At the crux of any guarantee to keep the Wolves in Minnesota would be how long that guarantee would last or how harsh the financial penalty would be for breaking it. Ham said any kind of agreement that makes outlandish demands, like a 30-year promise to keep the team in Minnesota, might not make it past league approval, which requires a $1 million fee just to apply, he said.

“The league itself has to approve all this,” Ham said. “So if you have a ridiculous contract, they’re just going to tell you: ‘We’re not approving this stuff.’

“If there’s something in there that says the applicant shall not apply to remove the team from the city or the state or whatever for a year or something like that, you might try to get that to fly. I don’t see anything in the bylaws that says you couldn’t have that in the contract, but the NBA itself might say, ‘We don’t like it.’ ”

The same could apply to a court, which could rule that restrictions might be too stringent to the business’ ability to operate as the owners see fit. For instance, if the economy in Minneapolis or the state tanks and a move would make financial sense for the league or owners, a court could rule any previous agreement to not move the team would be too harmful to the overall business.

To Scott Andresen, a sports law attorney and professor at Northwestern, promises from an owner pledging to keep the team in a city despite selling it can amount to a public-relations ploy. Any sale that includes these restrictions can become a headache for the buyer — especially if unforeseen circumstances, such as issues with an arena, arise in years following a sale.

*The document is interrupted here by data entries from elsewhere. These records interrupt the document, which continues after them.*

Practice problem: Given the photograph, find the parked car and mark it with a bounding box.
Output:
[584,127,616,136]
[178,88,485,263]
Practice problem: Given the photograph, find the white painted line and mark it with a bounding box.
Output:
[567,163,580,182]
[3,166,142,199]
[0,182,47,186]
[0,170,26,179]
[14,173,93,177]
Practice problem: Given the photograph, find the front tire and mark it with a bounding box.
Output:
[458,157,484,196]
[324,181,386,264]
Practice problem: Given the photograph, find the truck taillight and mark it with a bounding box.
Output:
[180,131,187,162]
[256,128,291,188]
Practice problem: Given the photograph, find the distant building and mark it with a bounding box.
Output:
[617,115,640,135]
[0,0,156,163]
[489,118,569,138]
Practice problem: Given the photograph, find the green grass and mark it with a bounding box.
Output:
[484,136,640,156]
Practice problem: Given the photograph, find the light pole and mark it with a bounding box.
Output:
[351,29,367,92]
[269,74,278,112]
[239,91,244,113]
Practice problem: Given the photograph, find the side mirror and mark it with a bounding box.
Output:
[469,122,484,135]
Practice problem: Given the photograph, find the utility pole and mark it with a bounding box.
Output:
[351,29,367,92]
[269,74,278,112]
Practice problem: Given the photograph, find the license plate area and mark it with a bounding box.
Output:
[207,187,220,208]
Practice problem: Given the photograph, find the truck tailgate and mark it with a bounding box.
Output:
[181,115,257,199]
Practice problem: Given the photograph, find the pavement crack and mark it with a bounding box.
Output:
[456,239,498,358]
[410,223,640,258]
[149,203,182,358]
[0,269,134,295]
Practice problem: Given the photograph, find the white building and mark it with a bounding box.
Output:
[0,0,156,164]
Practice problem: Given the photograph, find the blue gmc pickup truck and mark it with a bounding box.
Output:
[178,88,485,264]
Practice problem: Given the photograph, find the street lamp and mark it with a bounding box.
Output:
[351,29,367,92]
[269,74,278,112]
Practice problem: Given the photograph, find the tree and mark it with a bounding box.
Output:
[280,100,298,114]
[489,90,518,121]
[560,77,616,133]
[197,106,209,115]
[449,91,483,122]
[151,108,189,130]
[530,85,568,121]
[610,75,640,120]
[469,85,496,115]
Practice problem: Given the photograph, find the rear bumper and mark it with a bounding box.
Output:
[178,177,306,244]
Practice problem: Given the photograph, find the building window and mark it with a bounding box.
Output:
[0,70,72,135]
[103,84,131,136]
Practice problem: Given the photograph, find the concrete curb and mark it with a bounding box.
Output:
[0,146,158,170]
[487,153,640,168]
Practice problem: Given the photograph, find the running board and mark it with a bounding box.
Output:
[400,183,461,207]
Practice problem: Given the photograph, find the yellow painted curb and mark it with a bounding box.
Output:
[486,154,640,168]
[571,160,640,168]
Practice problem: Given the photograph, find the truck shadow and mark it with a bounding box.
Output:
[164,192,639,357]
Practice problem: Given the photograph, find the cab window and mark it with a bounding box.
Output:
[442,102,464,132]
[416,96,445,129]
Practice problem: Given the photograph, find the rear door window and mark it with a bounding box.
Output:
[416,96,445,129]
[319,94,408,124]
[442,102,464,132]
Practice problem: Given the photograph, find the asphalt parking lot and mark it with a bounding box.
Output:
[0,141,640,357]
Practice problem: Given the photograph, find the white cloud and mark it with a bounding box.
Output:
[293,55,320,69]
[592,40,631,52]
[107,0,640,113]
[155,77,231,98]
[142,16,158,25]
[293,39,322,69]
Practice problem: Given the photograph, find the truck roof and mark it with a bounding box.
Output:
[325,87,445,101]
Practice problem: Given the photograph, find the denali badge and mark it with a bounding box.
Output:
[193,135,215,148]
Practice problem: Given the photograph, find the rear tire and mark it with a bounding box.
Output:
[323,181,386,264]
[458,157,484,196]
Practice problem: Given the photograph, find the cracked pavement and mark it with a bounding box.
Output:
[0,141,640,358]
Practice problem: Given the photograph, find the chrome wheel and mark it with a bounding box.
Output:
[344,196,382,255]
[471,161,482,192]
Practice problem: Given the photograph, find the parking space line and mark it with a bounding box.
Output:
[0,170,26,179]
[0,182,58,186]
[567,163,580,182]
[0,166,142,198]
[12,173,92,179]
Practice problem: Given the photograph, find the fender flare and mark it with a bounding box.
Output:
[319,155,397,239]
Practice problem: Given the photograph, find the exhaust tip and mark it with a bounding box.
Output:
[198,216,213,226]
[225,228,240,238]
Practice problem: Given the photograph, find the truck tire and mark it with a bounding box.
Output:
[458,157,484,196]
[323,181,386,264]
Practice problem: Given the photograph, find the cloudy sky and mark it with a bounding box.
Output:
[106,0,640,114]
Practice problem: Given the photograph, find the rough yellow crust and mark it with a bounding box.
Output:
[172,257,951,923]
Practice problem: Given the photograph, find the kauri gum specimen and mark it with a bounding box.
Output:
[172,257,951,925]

“You buy yourself a whole lot of headaches …” Andresen said. “But you could do it. A guy is selling the team, wants to leave some sort of positive legacy in the community and doesn’t want to be seen as the guy who sold the team, and next thing you know they’re doing the Baltimore Colts move out in the middle of the night.”

Taylor, who also owns the Star Tribune, said he views the Wolves as a “state asset” and feels he owes it to Minnesota to keep the team here. But by not opening the Wolves up for relocation, he is limiting his pool of potential buyers and lowering the purchasing price. In other words, Taylor’s loyalty will cost him money.

“There’s not a lot of guys who can write a check for that much money,” Andresen said.

Andresen said one way of executing what Taylor wants could be to sell to a buyer for a certain price, hold some of the money in abeyance, and give that back to the buyer if the team is still in Minnesota after a certain number of years.

“That’s one way to do it, basically saying we’re going to give you a discount,” Andresen said.

There could also be a more direct financial penalty for moving the team, where the new owners would agree to pay a sum of money if they relocate.

But if that happens, how much would it take to prevent a new owner from making a business decision to pay that penalty and move the team in hopes of growing the value of the franchise in another market?

If you set that price too high, or set too long a time limit on a buyer’s ability to move the franchise, would the NBA see the deal as unreasonable and reject it? Would it hold up as fair and enforceable in a court? What happens if the new owners want to resell the team? Would the subsequent owners be bound by the same caveats?

“If there’s something underhanded going on to injure competition — there’s always some risk somebody might raise that, too,” Ham said. “It’s an interesting question: How far can you push the envelope with these things?”

That’s the fine line it seems Taylor and any new buyer must walk.